Specifications (Type 98A Ke-Ni)
- Mass: 7.2 metric tons (7.1 long tons; 7.9 short tons)
- Length: 4.11 m (13 ft 6 in)
- Width: 2.12 m (6 ft 11 in)
- Height: 1.82 m (6 ft 0 in)
- Crew: 3
- Armor: 10–16 mm (0.39–0.63 in)
- Main armament: Type 100 37 mm (1.46 in) gun
- Secondary armament: 1 x 7.7 mm (0.303 in) Type 97 machine gun
- Engine: Mitsubishi Type 100 air-cooled I-6 diesel 130 hp (97 kW) at 2100 RPM
- Suspension: bellcrank
- Operational range: 300 km (190 mi)
- Maximum speed: 50 km/h (31 mph)

= Type 98 Ke-Ni light tank =

The Type 98 light tank Ke-Ni (九八式軽戦車 ケニ, Kyuhachi-shiki keisensha Ke-Ni) or Type 98A Ke-Ni Ko (also known as Type 98 Chi-Ni light tank) was designed to replace the Imperial Japanese Army's Type 95 Ha-Go light tank, Japan's most numerous armored fighting vehicle during World War II. Although designed before World War II began, production did not start until 1942, with 104 being produced by the end of the war in the Pacific.
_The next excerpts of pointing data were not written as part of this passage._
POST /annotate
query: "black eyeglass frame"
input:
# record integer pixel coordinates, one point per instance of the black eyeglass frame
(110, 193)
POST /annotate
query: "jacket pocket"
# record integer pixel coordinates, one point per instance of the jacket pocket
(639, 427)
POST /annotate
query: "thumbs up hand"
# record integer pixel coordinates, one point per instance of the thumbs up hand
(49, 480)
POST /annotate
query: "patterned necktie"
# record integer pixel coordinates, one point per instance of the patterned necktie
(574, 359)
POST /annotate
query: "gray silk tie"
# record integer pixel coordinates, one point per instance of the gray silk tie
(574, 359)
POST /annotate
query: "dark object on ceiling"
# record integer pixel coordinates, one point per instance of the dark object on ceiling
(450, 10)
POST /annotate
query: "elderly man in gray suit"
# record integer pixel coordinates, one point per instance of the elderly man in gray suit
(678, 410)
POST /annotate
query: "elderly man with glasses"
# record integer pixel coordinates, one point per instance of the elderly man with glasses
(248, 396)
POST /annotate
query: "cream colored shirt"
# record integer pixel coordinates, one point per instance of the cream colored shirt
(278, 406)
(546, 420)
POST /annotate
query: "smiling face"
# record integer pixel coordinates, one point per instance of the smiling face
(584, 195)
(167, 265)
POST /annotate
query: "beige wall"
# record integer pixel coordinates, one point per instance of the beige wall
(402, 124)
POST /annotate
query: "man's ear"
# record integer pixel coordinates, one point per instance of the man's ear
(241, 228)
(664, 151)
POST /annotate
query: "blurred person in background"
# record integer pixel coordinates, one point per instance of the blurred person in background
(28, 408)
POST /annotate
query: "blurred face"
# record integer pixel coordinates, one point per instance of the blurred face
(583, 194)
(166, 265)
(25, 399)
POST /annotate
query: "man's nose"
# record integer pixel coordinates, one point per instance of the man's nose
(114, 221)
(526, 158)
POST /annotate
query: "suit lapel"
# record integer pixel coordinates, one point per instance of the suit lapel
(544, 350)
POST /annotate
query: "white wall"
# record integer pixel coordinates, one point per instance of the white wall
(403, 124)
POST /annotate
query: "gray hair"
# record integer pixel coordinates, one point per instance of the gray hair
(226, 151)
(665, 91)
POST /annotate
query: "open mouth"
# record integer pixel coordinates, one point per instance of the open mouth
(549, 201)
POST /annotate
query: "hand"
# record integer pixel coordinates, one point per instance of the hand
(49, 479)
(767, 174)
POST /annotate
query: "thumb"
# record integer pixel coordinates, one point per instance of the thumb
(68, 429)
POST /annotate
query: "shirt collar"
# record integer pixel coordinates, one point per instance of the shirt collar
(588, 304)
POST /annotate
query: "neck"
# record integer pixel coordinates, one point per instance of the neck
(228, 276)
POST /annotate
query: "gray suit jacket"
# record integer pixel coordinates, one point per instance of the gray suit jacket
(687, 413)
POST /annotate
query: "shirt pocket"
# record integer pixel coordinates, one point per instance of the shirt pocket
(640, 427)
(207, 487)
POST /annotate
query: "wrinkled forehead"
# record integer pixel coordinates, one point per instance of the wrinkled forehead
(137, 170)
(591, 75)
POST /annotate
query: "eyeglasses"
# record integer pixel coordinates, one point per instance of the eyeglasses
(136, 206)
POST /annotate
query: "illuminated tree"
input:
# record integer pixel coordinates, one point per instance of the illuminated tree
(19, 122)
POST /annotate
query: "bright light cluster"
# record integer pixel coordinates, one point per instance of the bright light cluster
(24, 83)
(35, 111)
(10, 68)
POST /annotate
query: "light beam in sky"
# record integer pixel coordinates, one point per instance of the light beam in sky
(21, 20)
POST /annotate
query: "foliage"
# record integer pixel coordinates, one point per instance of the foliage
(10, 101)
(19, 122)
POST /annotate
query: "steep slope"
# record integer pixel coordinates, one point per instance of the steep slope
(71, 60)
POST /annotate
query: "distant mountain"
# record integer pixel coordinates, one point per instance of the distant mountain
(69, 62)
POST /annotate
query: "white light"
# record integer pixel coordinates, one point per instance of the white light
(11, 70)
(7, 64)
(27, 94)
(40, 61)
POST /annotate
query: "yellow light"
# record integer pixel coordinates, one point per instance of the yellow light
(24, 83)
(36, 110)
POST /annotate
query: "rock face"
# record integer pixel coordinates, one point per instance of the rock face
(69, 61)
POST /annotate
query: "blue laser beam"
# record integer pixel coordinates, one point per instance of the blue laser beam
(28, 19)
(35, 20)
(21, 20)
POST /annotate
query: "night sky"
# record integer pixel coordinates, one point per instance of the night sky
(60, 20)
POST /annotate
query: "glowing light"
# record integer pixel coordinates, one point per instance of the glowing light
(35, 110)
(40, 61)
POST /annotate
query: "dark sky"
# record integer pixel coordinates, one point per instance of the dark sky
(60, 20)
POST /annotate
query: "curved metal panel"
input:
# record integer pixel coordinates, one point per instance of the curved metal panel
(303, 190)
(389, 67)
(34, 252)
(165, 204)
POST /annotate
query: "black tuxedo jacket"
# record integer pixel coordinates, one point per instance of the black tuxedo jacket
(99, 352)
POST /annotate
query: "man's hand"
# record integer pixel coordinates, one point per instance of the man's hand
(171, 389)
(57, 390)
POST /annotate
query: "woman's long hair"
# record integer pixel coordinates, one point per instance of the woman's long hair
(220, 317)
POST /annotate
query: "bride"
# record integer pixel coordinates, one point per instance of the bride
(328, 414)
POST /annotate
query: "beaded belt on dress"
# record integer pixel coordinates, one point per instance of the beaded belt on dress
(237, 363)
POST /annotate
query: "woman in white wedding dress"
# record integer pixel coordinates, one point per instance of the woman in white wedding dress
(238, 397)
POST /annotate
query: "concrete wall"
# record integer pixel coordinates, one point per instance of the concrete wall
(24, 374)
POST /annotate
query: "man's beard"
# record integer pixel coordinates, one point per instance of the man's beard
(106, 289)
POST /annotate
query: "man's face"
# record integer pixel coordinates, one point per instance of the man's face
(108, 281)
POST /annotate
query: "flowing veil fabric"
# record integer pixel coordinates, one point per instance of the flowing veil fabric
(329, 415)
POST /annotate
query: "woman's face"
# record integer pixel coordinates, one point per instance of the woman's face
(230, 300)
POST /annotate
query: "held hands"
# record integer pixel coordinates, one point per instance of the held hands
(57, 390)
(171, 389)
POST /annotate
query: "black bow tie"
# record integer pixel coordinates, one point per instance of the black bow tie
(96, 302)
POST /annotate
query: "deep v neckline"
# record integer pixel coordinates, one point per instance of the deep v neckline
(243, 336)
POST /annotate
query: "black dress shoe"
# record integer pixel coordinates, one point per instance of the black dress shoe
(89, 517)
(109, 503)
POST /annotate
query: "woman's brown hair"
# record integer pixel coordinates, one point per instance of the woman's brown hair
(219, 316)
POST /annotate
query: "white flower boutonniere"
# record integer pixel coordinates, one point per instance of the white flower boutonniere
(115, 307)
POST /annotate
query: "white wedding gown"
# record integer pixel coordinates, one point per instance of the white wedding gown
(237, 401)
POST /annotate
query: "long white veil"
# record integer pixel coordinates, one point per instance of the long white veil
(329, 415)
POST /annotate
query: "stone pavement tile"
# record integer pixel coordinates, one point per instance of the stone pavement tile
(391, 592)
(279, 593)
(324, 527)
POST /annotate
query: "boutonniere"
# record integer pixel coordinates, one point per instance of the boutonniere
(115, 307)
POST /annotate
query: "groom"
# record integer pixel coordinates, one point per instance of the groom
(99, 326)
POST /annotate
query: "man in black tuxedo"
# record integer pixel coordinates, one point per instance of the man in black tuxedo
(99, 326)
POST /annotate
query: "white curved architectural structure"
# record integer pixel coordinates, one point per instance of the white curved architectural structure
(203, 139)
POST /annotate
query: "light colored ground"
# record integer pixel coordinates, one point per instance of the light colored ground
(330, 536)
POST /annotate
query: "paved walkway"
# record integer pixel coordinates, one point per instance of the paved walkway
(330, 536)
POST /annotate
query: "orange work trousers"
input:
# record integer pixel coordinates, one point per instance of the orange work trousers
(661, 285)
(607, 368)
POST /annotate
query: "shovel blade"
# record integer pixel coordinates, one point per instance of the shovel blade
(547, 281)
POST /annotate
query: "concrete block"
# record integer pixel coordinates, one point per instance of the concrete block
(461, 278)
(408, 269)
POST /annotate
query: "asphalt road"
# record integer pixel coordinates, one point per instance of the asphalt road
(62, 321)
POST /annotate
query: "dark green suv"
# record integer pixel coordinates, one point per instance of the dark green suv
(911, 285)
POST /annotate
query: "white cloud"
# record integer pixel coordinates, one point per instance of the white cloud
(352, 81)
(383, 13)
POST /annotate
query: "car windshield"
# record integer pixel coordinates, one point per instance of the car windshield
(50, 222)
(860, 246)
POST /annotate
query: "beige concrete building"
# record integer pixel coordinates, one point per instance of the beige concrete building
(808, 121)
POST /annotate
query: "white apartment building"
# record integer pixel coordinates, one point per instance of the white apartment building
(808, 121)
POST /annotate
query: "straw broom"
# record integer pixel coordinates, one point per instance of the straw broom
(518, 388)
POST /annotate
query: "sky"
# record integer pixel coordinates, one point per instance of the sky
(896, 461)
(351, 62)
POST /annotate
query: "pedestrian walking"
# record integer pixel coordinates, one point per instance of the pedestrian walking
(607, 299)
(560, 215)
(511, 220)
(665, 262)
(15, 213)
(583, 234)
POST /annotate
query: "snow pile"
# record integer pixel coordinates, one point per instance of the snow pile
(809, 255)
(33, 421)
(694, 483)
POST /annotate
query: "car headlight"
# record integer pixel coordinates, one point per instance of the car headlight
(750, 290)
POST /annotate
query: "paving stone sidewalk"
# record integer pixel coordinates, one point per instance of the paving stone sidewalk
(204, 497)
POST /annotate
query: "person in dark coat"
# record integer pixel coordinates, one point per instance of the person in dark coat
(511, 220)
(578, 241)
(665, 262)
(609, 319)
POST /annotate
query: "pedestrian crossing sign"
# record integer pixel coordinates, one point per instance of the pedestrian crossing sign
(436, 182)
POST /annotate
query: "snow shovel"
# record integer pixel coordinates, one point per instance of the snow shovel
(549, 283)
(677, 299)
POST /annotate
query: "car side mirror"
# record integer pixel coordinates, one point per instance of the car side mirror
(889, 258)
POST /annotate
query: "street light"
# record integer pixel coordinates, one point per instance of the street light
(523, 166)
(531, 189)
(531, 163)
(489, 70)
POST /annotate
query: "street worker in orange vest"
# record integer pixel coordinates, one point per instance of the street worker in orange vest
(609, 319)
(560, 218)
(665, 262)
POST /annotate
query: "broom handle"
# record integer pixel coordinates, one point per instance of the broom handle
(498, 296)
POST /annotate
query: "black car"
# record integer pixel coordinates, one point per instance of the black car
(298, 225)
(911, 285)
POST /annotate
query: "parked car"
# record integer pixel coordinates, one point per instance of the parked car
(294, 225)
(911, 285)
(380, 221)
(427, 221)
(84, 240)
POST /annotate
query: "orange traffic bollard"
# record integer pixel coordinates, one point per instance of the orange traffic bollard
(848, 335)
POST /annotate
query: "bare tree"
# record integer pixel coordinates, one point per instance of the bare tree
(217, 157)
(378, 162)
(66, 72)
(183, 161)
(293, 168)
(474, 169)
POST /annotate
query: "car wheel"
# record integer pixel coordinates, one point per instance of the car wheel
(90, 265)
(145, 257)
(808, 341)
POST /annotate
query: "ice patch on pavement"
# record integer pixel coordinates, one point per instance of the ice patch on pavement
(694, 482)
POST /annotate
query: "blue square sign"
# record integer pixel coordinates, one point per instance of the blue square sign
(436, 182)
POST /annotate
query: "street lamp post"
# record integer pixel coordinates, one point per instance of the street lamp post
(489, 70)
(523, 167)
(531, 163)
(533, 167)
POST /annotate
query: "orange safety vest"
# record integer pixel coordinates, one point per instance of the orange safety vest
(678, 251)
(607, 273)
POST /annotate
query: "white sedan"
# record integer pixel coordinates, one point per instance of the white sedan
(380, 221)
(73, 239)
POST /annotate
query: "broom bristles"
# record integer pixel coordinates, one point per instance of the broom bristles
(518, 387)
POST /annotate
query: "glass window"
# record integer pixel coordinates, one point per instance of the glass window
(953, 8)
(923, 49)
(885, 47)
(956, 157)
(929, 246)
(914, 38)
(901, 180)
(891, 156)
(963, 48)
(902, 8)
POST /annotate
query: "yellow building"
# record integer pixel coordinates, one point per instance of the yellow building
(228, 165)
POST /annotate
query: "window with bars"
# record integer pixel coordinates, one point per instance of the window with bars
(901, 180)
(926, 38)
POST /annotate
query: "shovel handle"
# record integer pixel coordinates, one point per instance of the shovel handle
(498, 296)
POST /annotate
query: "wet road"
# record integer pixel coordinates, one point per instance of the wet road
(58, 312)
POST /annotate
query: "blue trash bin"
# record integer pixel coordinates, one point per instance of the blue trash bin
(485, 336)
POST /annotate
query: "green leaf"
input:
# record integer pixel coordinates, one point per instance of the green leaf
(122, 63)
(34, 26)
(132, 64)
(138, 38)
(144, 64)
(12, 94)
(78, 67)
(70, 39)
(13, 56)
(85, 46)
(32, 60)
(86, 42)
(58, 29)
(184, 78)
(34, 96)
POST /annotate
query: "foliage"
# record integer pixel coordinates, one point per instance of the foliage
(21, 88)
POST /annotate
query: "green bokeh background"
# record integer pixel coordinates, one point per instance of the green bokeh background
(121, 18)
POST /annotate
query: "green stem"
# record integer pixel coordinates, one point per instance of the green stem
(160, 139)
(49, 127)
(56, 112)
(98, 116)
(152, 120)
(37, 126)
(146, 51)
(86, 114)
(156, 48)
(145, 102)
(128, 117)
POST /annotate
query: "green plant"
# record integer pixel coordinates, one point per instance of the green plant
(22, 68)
==History and development==
The Type 98 developed in 1938 was a light tank with the same weight as the earlier Type 95 Ha-Go, but with thicker armor. The first prototype was originally known as the "Chi-Ni Model A" and completed by Hino Motors. The second prototype was originally known as the "Chi-Ni Model B" (a/k/a the "Type 98B Ke-Ni Otsu") and completed by Mitsubishi. This second experimental model had a different suspension system with four larger road-wheels, similar to the US Christie suspension design. During field trials the "Model A" demonstrated superior performance, especially in off-road capabilities, so the Hino design was accepted. However, the Hino "Model A" prototype did not enter production at that time. This can be attributed to the adequate performance of the aging Type 95 against obsolete tanks of National Revolutionary Army of the Republic of China forces.

With the start of World War II in the Pacific, the Imperial Japanese Army General Staff realized that the Type 95 design was vulnerable to .50 caliber machine gun fire and attempted to develop a light tank with the same weight as the Type 95, but with thicker armor. A production contract for the Type 98 was awarded to Hino Motors. Series production began in 1942. A total of 104 Type 98s are known to have been built: 1 in 1941, 24 in 1942 and 79 in 1943. By the end of the war, the Imperial Navy had priority on steel for warships and aircraft construction, leaving the Imperial Japanese Army at a low priority for raw material to build tanks.

==Design==
The design of the Type 98, in comparison to the Type 95, featured thicker, welded armor of improved shape, including the use of a Mitsubishi Type 100 6-Cylinder air-cooled diesel engine, rated at 130 horsepower, and located sideways to make maintenance easier. The height of the tank was 50 cm lower in profile, and slightly lighter and shorter in length than the original Type 95 Ha-Go. It could travel at 50 km/h even with its thicker armor. Three pairs of bogies with six road-wheels connected to the chassis using bell cranks, which transferred any movement in the bogies into sideways motion that was absorbed by springs. This gave the tank better stability over its predecessor.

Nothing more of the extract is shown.